Michel Dallaire, en entrevue avec Le Soleil en octobre 2017, alors qu’il était toujours à la tête de Cominar.

Prime de 5,4 M$ pour l’ex-patron de Cominar

MONTRÉAL — L’ex-président et chef de la direction du Fonds de placement immobilier Cominar, Michel Dallaire, a eu droit à une indemnité de départ de 5,4 millions $ en acceptant de céder sa place à la tête du gestionnaire immobilier, qui est en plein redressement.

Au total, celui-ci a touché 6,25 millions $ en 2017 si l’on tient compte de son salaire de base de 759 000 $ et d’avantages sociaux totalisant 86 143 $.

Ces informations figurent dans la circulaire de sollicitation envoyée aux actionnaires de la société immobilière en vue de son assemblée annuelle prévue le 16 mai dans la Vieille-Capitale.

«L’exercice 2017 a été une année de transition importante, fait valoir la société immobilière dans la circulaire. À la demande du conseil, M. Dallaire a quitté sa fonction (...) le 1er janvier, et, dans le cadre du plan de relève, M. Sylvain Cossette, alors président et chef de l’exploitation, lui a succédé.»

En incluant le traitement de M. Dallaire, la rémunération globale - qui tient compte du salaire de base, des primes et autres avantages - des cinq plus hauts dirigeants de Cominar a totalisé 9,3 millions $ l’an dernier. Cela constitue un bond de 69 pour cent comparativement aux 5,5 millions $ octroyés en 2016.

Dans le cadre de son entente conclue avec le conseil d’administration l’automne dernier, l’ex-patron de Cominar a renoncé à certaines mesures entourant ses émoluments, ce qui a notamment mené à l’annulation de 451 200 options émises en 2017.
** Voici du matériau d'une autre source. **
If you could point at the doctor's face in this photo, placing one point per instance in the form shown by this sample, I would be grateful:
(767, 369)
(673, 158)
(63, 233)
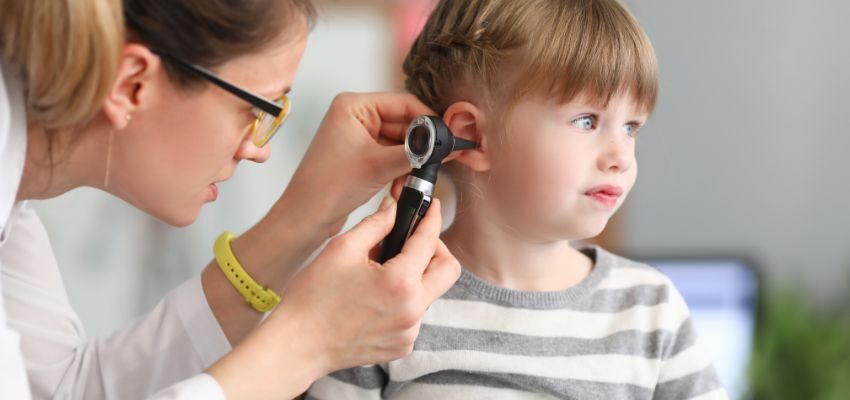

Pour sa part, M. Cossette a vu a rémunération totale s’établir à 1,2 million $, ce qui constitue un recul de 8,6 pour cent. Son salaire de base a grimpé de 14 000 $, à 549 000 $.

Nouveau visage

Celui-ci n’a pas tardé à accélérer le virage amorcé l’an dernier en annonçant, le mois dernier, un remaniement du conseil ainsi que de certaines pratiques de gouvernance. Cominar souhaite également se rapprocher de Montréal, qui représente 54 pour cent de son portefeuille, et réévaluer avec sa relation d’affaires avec le Groupe Dallaire.

M. Cossette, qui veut créer un «Cominar 2.0», avait également sabré de 35 pour cent la distribution mensuelle - une deuxième baisse en moins d’un an.

L’an dernier, la société avait amorcé un repositionnement en se délestant d’environ 100 propriétés. L’entreprise évalue actuellement la possibilité de vendre pour 1 milliard $ à 1,5 milliard $ d’immeubles dans ses principaux marchés, soit Montréal, Québec et Ottawa.

«Nous continuons d’examiner notre portefeuille d’immeubles, ce qui, selon nous, devrait mener à d’autres ventes d’actifs en vue d’explorer davantage d’opportunités d’intensification et de redéveloppement», signale le gestionnaire immobilier dans sa circulaire.

Son portefeuille est actuellement constitué de 523 immeubles représentant près de 44,4 millions de pieds carrés au Québec, en Ontario, dans les provinces de l’Atlantique ainsi que dans l’Ouest canadien.

Pour l’exercice, la perte nette de Cominar s’était chiffrée à 391,7 millions $, par rapport à un profit net de 241,7 millions $ pendant l’exercice précédent. Ce résultat était entre autres attribuable à une importante charge de réduction de valeur comptabilisée au quatrième trimestre.

Les produits d’exploitation ont reculé de 3,63 pour cent, à 835,4 millions $.